What problem does this paper attempt to address?
This paper aims to solve the computational efficiency problem in large - scale optimization problems, especially in cases where computing the full gradient is computationally infeasible. Specifically, by using the modified equation theory of numerical integrators, the paper proposes a class of stochastic differential equations (SDEs), which describe the dynamic behavior of general stochastic optimization methods more accurately than the original gradient flow. Through the analysis of the modified stochastic differential equations, the qualitative characteristics of the relevant optimization methods can be revealed.
### Main contributions of the paper:
1. **Proposition 4.3**: A modified SDE suitable for general stochastic optimization iterations is proposed.
2. **Theorem 4.8**: Conditions are given to ensure the mean - square stable convergence of the stochastic coordinate descent method to the minimum.
### Paper structure:
- **Part 1**: Introduction, which introduces the research background and purpose.
- **Part 2**: Preliminary knowledge, which introduces the application of modified equations in ordinary differential equations (ODEs) and stochastic differential equations (SDEs).
- **Part 3**: Discusses the main ideas of stochastic optimization methods, and focuses on two cases: stochastic gradient descent and stochastic coordinate descent.
- **Part 4**: Presents the main results, including the modified SDE suitable for general stochastic optimization iterations and the mean - square stability conditions of the stochastic coordinate descent method.

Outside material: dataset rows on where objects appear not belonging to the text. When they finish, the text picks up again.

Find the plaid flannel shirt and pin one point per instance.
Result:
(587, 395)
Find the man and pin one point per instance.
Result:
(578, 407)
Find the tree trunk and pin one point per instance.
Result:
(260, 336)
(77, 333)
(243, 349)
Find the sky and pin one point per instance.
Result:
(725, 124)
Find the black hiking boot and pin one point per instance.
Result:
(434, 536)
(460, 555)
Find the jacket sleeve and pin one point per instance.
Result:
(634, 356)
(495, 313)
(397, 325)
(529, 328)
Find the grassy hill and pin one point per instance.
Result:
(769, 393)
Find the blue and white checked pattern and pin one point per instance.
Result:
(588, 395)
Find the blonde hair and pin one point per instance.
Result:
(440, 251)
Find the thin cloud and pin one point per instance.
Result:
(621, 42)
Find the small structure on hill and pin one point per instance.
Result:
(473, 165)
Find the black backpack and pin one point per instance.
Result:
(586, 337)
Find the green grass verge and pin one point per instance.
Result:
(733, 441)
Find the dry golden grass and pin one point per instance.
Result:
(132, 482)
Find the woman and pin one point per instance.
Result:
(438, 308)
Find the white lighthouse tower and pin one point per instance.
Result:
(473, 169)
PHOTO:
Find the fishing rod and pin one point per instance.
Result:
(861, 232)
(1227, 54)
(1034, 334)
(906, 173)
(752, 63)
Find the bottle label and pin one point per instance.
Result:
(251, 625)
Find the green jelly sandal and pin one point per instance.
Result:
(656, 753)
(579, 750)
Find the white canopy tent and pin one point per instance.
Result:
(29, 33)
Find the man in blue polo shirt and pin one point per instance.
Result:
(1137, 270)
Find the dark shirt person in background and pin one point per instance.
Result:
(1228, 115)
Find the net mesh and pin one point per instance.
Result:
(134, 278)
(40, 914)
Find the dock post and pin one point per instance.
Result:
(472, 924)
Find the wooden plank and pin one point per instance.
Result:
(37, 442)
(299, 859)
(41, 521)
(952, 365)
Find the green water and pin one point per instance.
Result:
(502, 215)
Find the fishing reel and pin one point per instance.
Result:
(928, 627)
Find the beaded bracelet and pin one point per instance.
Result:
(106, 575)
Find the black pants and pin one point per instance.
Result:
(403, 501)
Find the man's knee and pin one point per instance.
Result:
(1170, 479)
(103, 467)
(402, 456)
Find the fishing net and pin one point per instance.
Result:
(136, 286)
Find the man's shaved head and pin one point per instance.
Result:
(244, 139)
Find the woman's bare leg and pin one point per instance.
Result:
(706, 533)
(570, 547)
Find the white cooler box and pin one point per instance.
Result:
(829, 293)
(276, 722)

- **Part 5**: Conclusion, which discusses possible directions for future research.
### Key technical points:
- **Modified equation**: Through the error analysis between the approximate solution generated by the numerical method and the solution of the original equation, a modified SDE is derived, which more accurately describes the dynamic behavior of the numerical method.

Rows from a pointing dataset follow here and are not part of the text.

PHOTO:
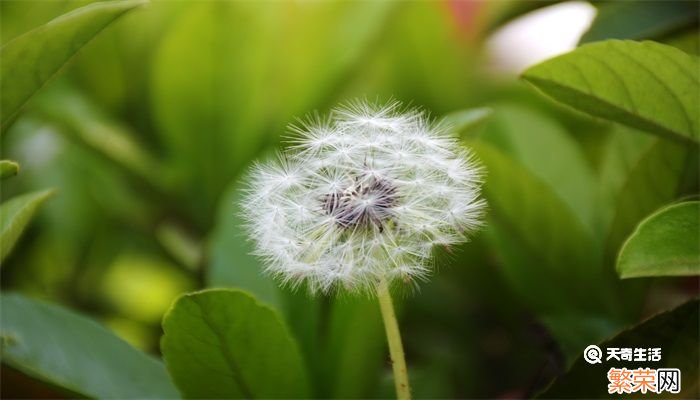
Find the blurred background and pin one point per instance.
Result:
(145, 135)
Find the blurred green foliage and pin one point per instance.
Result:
(146, 133)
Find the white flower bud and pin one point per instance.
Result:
(362, 197)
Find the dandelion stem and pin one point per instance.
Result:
(393, 336)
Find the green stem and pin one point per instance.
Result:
(393, 336)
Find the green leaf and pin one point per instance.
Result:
(15, 215)
(354, 350)
(639, 20)
(8, 169)
(30, 60)
(553, 273)
(89, 126)
(465, 121)
(503, 12)
(675, 332)
(244, 73)
(224, 344)
(59, 346)
(667, 243)
(522, 134)
(645, 85)
(639, 174)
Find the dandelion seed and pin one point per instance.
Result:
(362, 197)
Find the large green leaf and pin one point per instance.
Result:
(15, 215)
(640, 19)
(646, 85)
(522, 134)
(675, 332)
(59, 346)
(224, 344)
(667, 243)
(245, 70)
(639, 174)
(30, 60)
(554, 273)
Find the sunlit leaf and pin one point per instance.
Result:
(667, 243)
(61, 347)
(645, 85)
(245, 71)
(224, 344)
(354, 351)
(231, 262)
(86, 124)
(506, 11)
(30, 60)
(15, 215)
(553, 273)
(8, 169)
(674, 332)
(640, 19)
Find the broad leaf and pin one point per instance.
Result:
(15, 215)
(87, 125)
(224, 344)
(464, 121)
(640, 19)
(675, 332)
(8, 169)
(231, 262)
(667, 243)
(30, 60)
(245, 71)
(645, 85)
(59, 346)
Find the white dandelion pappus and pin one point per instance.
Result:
(362, 197)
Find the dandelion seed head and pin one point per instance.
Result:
(360, 197)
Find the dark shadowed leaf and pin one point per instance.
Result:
(675, 332)
(667, 243)
(15, 215)
(639, 174)
(354, 349)
(30, 60)
(639, 20)
(613, 79)
(224, 344)
(61, 347)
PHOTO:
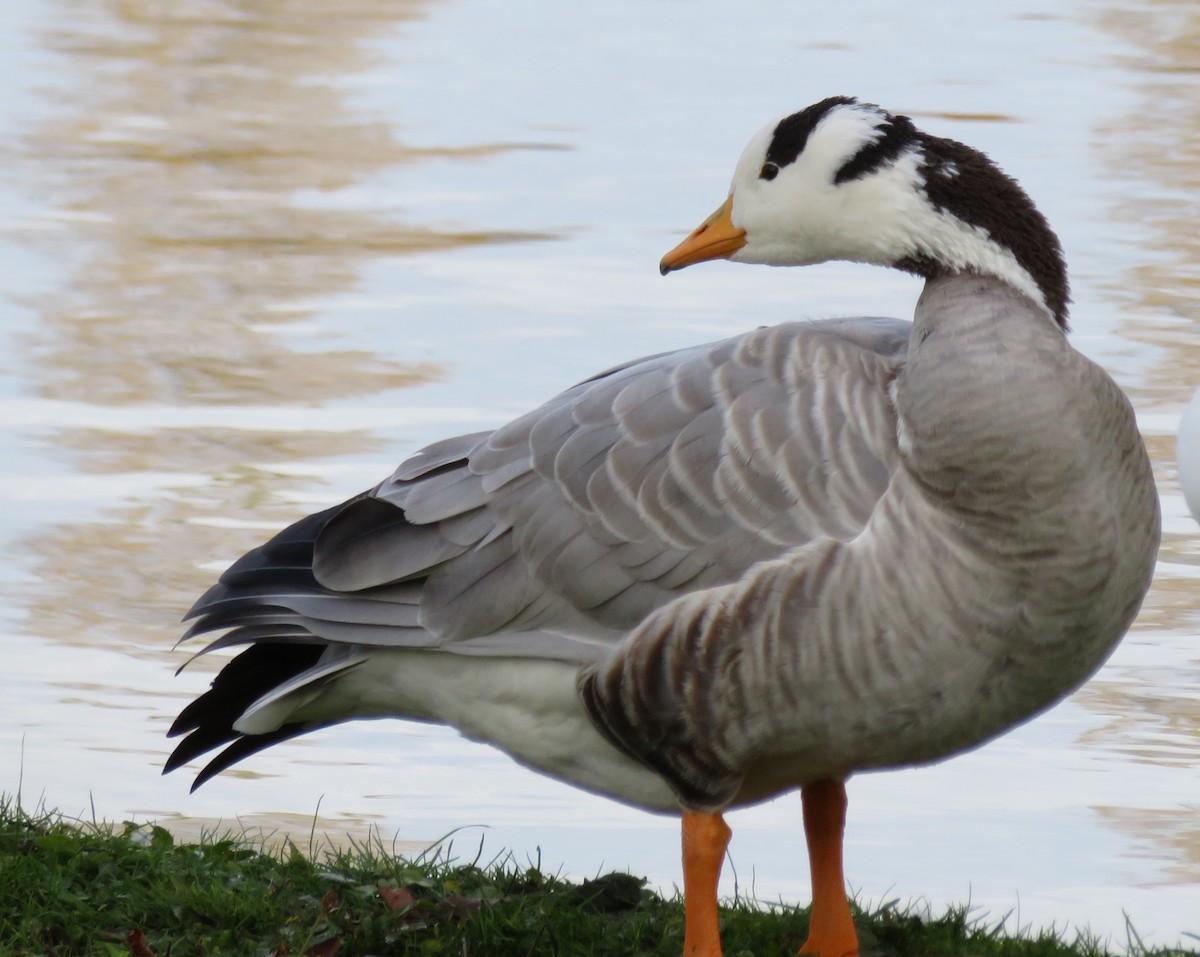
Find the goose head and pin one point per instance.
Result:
(849, 180)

- **Mean - square stability**: Analyzes the mean - square stability of the modified SDE, especially for the stochastic coordinate descent method, and gives conditions to ensure its stable convergence.
### Specific formulas:
- **General form of the modified SDE**:
\[
d\tilde{X} = \left( -\nabla F(\tilde{X}) + h F_1(\tilde{X}) \right) dt + \sqrt{h} G_1(\tilde{X}) dW
\]
where \( F_1 \) and \( G_1 \) satisfy:
\[
F_1 = -\frac{1}{2} (\nabla \nabla F) \nabla F = -\frac{1}{4} \nabla \|\nabla F\|^2
\]
\[
G_1 = \sqrt{E[(\hat{\nabla} F - \nabla F)(\hat{\nabla} F - \nabla F)^T]}
\]
- **Modified equation of the stochastic coordinate descent method**:
\[
\Sigma(\tilde{X}) = d \sum_{i = 1}^d U_i (\nabla F(\tilde{X})) (\nabla F(\tilde{X}))^T U_i^T - (\nabla F(\tilde{X})) (\nabla F(\tilde{X}))^T
\]
- **Mean - square stability conditions**:
\[
E[\|X(t) - X^\star\|^2] \leq e^{-\alpha t} \|X(0) - X^\star\|^2
\]
where \(\alpha = 2\mu - hK + h(d - 1)L^2\), and \(X^\star\) is the unique minimum point of \(F\). If the step size satisfies \(h \leq \frac{2\mu}{(d - 1)L^2 - K}\), then:
\[
\lim_{t \to \infty} E[\|X(t) - X^\star\|^2] = 0
\]
### Summary:
This paper provides a new perspective for analyzing the dynamic behavior of stochastic optimization algorithms by introducing the method of modified equations, especially for the stochastic coordinate descent method, and gives conditions to ensure its stable convergence. These results not only help to understand the behavior of existing algorithms.